Medical school receives grant for HIV clinic pharmacist
GREENVILLE, N.C. (Dec. 18, 2001) — The Brody School of Medicine at East Carolina University has received a $59,244 grant from the Kate B. Reynolds Charitable Trust to hire a full-time pharmacist to work in the ECU HIV clinic and clinics in Washington and Wilson.
The grant, which will be paid over two years, will be supplemented by a $10,000 grant from Agouron Pharmaceuticals and matching funds from the Brody School of Medicine and University Health Systems of Eastern Carolina.
Dr. Jeffrey P. Engel, ECU associate professor of medicine, described contemporary HIV treatment as “highly active anti-retroviral therapy. It’s become a very pharmaceutical-intensive disease.”
An HIV patient may take as many as 40 pills daily, resulting in high costs, side effects and “pill fatigue.” Predictably, patients not following their medication regimen is one of the main reasons their health declines. Engel said that providing patients with a clinical pharmacist to educate them about their medications and help them obtain insurance coverage for them has proved very successful.
The pharmacist will see patients in Wilson and Washington one afternoon a week, where approximately 100 HIV patients are treated, and spend the rest of the time at the ECU clinic, where approximately 800 HIV patients receive care.
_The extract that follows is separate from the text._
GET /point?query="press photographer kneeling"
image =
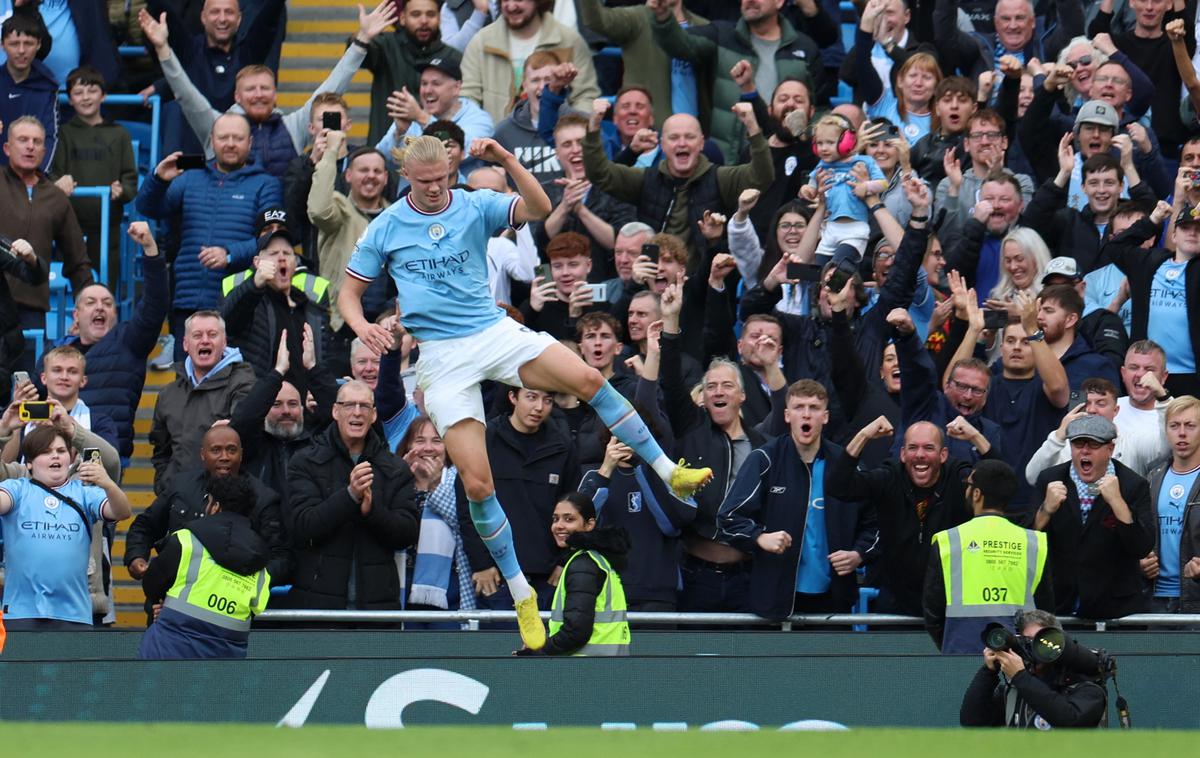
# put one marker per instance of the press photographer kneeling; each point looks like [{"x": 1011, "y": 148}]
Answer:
[{"x": 1042, "y": 679}]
Created in 1947, the Kate B. Reynolds Charitable Trust is named for the late Kate Bitting Reynolds. She designated that one-fourth of the income from the trust be used for the poor and needy in Winston-Salem and Forsyth County and that three-fourths of the income be used for charity patients in N.C. hospitals.
Agouron Pharmaceuticals, a subsidiary of Pfizer, was organized in 1984 to bring a fresh approach to the discovery of new therapeutic drugs for treatment of cancer, AIDS and other serious diseases.